Il n’avait probablement pas eu le temps de lire le roman d’Auguste Le Breton Du rififi chez les hommes (2), paru l’année précédente. Quelques passages situés aux pages 56-57-58 de l’ouvrage n’auraient pas été sans lui rappeler quelques souvenirs : « Dans le luxueux gourbi situé au-dessus du magaze Barier, le Suédois à genoux au centre de la salle à becqueter, s’affairait… De sa dingue, il souleva les lattes du plancher encaustiqué à glace. Elles cédèrent avec un craquement. Il en balança les morceaux sur un tapis moelleux. Puis, une masse et un poinçon dans les griffes, il attaqua la maçonnerie…

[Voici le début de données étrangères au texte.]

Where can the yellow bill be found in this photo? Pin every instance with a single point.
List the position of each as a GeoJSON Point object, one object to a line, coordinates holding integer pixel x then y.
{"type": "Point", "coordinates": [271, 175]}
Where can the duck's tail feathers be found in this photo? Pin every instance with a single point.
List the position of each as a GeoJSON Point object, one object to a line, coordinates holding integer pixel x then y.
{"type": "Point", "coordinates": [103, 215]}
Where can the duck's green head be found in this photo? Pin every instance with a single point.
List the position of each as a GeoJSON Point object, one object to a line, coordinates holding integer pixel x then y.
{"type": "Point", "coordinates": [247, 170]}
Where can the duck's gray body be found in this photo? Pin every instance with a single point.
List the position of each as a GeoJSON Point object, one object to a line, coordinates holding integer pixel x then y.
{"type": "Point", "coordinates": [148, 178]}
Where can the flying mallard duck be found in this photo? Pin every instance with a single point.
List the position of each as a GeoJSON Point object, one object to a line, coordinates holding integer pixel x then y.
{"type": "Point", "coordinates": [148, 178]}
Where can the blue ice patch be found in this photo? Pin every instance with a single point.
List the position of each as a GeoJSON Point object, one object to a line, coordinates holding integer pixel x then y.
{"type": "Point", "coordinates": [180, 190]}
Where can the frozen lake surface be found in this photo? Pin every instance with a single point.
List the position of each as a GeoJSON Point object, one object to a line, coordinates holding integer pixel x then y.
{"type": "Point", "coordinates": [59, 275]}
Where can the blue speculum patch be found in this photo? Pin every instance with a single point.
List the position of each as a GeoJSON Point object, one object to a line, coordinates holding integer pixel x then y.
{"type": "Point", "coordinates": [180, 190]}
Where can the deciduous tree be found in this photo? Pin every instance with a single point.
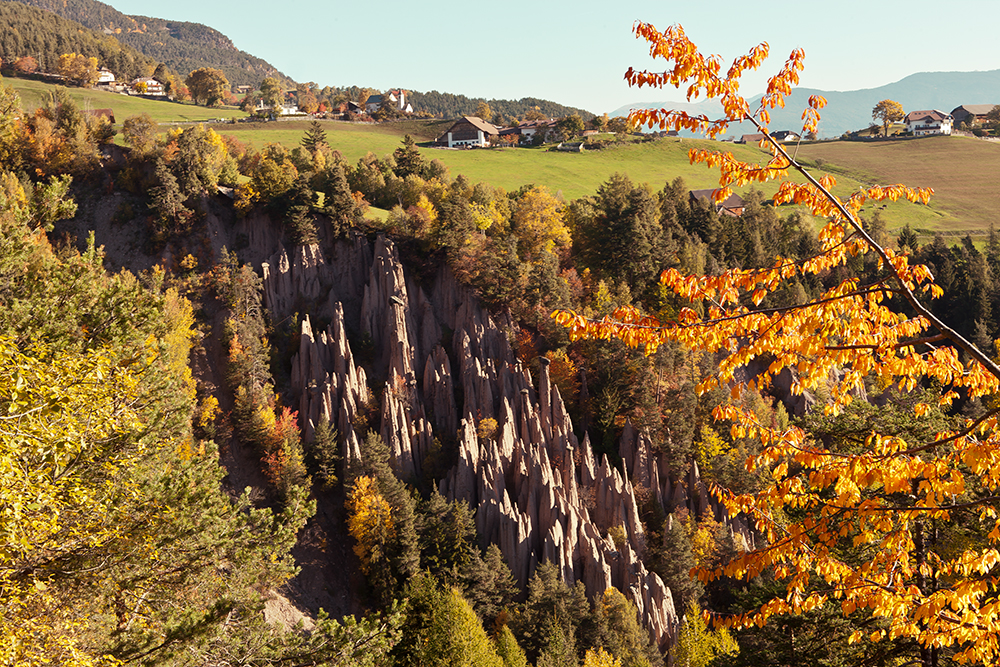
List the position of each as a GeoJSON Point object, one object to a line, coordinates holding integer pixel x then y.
{"type": "Point", "coordinates": [78, 69]}
{"type": "Point", "coordinates": [483, 111]}
{"type": "Point", "coordinates": [888, 112]}
{"type": "Point", "coordinates": [271, 93]}
{"type": "Point", "coordinates": [207, 85]}
{"type": "Point", "coordinates": [880, 503]}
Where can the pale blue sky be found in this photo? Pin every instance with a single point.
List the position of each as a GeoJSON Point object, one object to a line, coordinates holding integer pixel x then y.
{"type": "Point", "coordinates": [576, 53]}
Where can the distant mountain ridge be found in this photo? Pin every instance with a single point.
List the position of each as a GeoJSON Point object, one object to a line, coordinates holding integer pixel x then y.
{"type": "Point", "coordinates": [181, 46]}
{"type": "Point", "coordinates": [29, 31]}
{"type": "Point", "coordinates": [847, 111]}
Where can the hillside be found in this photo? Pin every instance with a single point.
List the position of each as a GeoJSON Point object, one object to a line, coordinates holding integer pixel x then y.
{"type": "Point", "coordinates": [45, 36]}
{"type": "Point", "coordinates": [851, 110]}
{"type": "Point", "coordinates": [571, 175]}
{"type": "Point", "coordinates": [182, 47]}
{"type": "Point", "coordinates": [449, 105]}
{"type": "Point", "coordinates": [34, 94]}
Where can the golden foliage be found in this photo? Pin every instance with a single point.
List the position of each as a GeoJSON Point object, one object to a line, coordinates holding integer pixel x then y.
{"type": "Point", "coordinates": [878, 500]}
{"type": "Point", "coordinates": [369, 522]}
{"type": "Point", "coordinates": [600, 658]}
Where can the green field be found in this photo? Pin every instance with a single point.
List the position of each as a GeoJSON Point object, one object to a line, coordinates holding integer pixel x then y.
{"type": "Point", "coordinates": [34, 94]}
{"type": "Point", "coordinates": [961, 170]}
{"type": "Point", "coordinates": [855, 164]}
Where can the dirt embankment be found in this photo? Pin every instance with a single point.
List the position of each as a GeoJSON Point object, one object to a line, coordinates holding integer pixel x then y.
{"type": "Point", "coordinates": [118, 221]}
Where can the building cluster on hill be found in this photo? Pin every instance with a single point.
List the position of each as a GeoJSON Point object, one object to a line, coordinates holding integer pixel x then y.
{"type": "Point", "coordinates": [474, 132]}
{"type": "Point", "coordinates": [927, 122]}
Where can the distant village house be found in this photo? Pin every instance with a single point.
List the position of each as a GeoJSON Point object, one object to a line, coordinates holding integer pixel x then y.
{"type": "Point", "coordinates": [396, 97]}
{"type": "Point", "coordinates": [927, 122]}
{"type": "Point", "coordinates": [974, 112]}
{"type": "Point", "coordinates": [786, 136]}
{"type": "Point", "coordinates": [147, 86]}
{"type": "Point", "coordinates": [733, 205]}
{"type": "Point", "coordinates": [469, 131]}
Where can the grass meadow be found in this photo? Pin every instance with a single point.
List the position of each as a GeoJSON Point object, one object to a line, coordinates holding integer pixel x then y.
{"type": "Point", "coordinates": [35, 93]}
{"type": "Point", "coordinates": [961, 170]}
{"type": "Point", "coordinates": [958, 169]}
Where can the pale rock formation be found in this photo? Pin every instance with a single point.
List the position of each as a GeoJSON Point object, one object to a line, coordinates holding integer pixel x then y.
{"type": "Point", "coordinates": [535, 488]}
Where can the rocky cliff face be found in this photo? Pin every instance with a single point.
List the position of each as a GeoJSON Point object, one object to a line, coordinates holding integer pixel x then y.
{"type": "Point", "coordinates": [536, 489]}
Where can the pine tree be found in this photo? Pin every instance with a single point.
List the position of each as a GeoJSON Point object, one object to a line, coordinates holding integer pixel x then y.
{"type": "Point", "coordinates": [315, 138]}
{"type": "Point", "coordinates": [168, 202]}
{"type": "Point", "coordinates": [408, 159]}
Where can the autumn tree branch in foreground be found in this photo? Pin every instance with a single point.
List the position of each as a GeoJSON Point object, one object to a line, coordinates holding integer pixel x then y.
{"type": "Point", "coordinates": [854, 524]}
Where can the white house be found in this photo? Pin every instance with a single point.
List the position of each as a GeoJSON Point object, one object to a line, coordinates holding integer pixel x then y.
{"type": "Point", "coordinates": [926, 122]}
{"type": "Point", "coordinates": [152, 86]}
{"type": "Point", "coordinates": [397, 97]}
{"type": "Point", "coordinates": [469, 131]}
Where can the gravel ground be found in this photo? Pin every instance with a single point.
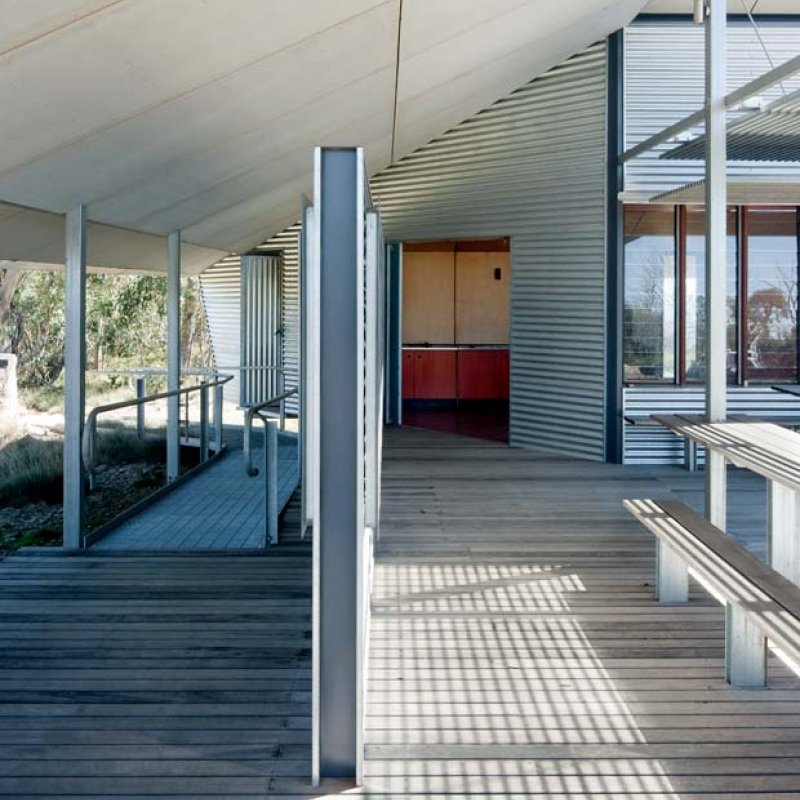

Mario décroisa ses jambes, quitta le fauteuil d’où il matait le turbin et apporta l’objet. Le Suédois enfonça dans le trou le parapluie fermé. Quand il arriva au manche recourbé, il le lia solidement à une barre transversale qu’il laissa venir sur le plancher. Du pouce, il appuya sur le ressort et le pébroc s’ouvrit au-dessous…

Maintenant, il cognait plus fort sur le poinçon ; les gravats dégringolaient, sans barouf, dans le pépin… Avec beaucoup de précautions, le Suédois remonta un à un les gravats qu’il entassa près de lui… Désormais le trou était assez largeot pour laisser passer deux mecs aussi fluets que les Ritals. Tony […] prit à ses pieds un rouleau de corde qu’il apporta aux artistes. »

Ce casse mis en scène par Auguste Le Breton reprenait exactement le procédé imaginé cinquante ans plus tôt par Alexandre Jacob pour réaliser avec les Travailleurs de la Nuit ce que la presse de l’époque avait appelé le « coup de génie de la rue Quincampoix », un cambriolage « scientifique à 1a technique audacieuse ».

Eût-il pris connaissance de ces quelques lignes, Alexandre Jacob, adepte de la reprise individuelle, n’aurait probablement pas réclamé de droits d’auteur à Auguste Le Breton.

Notons que Patrick Pécherot évoque le personnage de Marius Jacob – et l’attrait qu’il exerça, lors de son procès, sur le jeune reporter Maurice Leblanc – dans Le Voyage de Phil un roman pour la jeunesse publié dans la collection « Souris noire » chez Syros (NDLR).

1. On trouvera l’essentiel des textes de cet écrivain et pamphlétaire de Biribi à La Belle France, réunis sous le titre Voleurs ! aux éditions Omnibus.

2. Paru en 1953 chez Gallimard dans la « Série noire » sous le n°185 ; réédité en « Folio policier ».